Could it be that — shock horror — focusing on quality rather than vapid clickbait is the sustainable business model journalism was looking for all along?

What is this thing called design?

I got out of bed and, in roughly an hour, hammered out a kind of primer on UX/UI design, which I’m publishing below. It’s a very unformed, rambly screed that I won’t pretend is at all definitive or even fully accurate. In fact it’s still basically a first draft; I literally typed it out in bullet point form, as shown below, a trick I used in order to absolve myself of the responsibility of writing a fully articulated essay.

Despite Khoi Vinh’s self-deprecation here, I think this is an excellent attempt at explaining what design is. For those who are frustrated about having to explain that design isn’t (just) about making things pretty, this blog post provides an excellent introduction to why — as well as helpfully explaining why this perception exists in the first place. Not bad for an hour’s work.

Do British cities have grid systems? We used science to find out

A neat way of visualising how closely a city layout relates to a grid.

Includes the revelation that Milton Keynes isn’t actually as grid-like as you might think.

The designers decided that the grid concept should apply but should be a lazy grid following the flow of land, its valleys, its ebbs and flows. That would be nicer to look at, more economical and efficient to build, and would sit more beautifully as a landscape intervention.

Four modes of seeking information and how to design for them

This is an old article, but some good brain food for those information architects out there. A good primer on some different ways people try to find content.

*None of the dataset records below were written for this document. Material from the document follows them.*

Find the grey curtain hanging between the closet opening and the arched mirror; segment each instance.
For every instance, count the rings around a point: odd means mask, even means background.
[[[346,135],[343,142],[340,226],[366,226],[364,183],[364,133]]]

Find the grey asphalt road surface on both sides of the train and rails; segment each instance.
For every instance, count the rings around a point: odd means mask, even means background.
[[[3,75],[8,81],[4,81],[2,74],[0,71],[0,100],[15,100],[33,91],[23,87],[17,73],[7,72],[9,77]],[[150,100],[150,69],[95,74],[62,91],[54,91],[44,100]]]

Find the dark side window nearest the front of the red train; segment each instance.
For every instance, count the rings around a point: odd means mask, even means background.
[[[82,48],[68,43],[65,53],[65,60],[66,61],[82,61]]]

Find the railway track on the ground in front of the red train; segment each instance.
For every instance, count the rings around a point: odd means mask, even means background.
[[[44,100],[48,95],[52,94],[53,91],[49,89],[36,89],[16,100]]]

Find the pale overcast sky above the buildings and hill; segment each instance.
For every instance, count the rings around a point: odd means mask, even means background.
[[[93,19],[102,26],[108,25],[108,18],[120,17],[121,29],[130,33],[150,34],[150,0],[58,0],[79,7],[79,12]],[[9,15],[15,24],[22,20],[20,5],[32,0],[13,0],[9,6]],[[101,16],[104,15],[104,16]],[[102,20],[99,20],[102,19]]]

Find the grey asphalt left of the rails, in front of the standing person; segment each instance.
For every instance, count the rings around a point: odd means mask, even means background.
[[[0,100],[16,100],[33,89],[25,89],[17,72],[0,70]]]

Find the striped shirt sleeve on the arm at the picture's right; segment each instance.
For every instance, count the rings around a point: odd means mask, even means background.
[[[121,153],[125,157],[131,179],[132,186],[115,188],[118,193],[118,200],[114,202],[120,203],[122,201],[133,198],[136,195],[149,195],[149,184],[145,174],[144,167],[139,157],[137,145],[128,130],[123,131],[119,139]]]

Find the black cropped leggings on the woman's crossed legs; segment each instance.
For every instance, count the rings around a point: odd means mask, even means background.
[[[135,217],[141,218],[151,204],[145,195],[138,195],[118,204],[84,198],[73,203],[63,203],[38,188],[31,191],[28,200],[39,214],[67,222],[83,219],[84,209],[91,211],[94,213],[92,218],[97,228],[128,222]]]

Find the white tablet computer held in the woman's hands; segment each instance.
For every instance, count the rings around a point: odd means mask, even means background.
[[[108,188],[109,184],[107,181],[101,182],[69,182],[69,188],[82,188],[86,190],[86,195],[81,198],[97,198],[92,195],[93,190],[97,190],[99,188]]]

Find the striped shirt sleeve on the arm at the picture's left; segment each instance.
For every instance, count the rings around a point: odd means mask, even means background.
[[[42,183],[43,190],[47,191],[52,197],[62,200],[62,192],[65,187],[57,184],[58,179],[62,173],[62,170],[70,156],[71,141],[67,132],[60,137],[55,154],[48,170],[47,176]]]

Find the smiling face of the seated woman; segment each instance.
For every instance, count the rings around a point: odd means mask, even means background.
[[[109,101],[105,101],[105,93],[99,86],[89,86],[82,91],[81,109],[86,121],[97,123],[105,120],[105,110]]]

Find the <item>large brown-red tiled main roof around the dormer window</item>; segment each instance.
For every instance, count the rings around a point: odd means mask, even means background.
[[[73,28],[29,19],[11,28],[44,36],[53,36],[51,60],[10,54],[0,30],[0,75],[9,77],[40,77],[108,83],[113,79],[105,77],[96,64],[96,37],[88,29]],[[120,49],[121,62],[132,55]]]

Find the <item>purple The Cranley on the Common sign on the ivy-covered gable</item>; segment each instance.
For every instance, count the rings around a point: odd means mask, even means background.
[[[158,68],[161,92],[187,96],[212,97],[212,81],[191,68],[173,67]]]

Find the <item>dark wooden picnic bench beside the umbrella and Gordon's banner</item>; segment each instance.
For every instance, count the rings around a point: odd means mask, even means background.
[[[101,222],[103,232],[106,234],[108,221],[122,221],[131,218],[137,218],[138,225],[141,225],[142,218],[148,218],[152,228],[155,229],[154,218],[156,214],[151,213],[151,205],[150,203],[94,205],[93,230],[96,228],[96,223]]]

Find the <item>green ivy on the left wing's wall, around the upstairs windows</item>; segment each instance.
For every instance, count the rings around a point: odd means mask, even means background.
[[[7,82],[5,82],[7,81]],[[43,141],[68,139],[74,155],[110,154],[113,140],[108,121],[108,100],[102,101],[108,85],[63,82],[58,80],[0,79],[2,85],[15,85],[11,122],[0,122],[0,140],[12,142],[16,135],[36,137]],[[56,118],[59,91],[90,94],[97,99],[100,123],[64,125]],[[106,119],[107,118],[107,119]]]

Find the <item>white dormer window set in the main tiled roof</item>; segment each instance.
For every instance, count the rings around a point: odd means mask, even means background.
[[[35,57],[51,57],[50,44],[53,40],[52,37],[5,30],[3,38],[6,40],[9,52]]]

In my work on intranets and complex websites, I noticed a range of situations where people didn’t necessarily know what they needed to know. Additionally, when I opened my browser history to look for examples from recently-visited sites, I noticed that the majority of my own time was spent trying to find things that I had already discovered. These two modes didn’t fit into the concepts of known-item and exploratory information seeking. I call these “don’t know what you need to know” and re-finding.

I spent a while letting this rattle around my head, talking with IAs and designers, and realized that most only thought in terms of known-item searching. When discussing the other types of tasks, they’d ask with a horrified look, “So how do you design for that?”

Thermostats, locks and lights: digital tools of domestic abuse

How smart devices are being used by perpetrators of domestic abuse.

We are becoming increasingly aware of some of the darker side of technology. Perhaps this is a challenge to designers and technologists — to ensure that their products can’t be used in this sort of way.

The people who called into the help hotlines and domestic violence shelters said they felt as if they were going crazy.

One woman had turned on her air-conditioner, but said it then switched off without her touching it. Another said the code numbers of the digital lock at her front door changed every day and she could not figure out why. Still another told an abuse help line that she kept hearing the doorbell ring, but no one was there.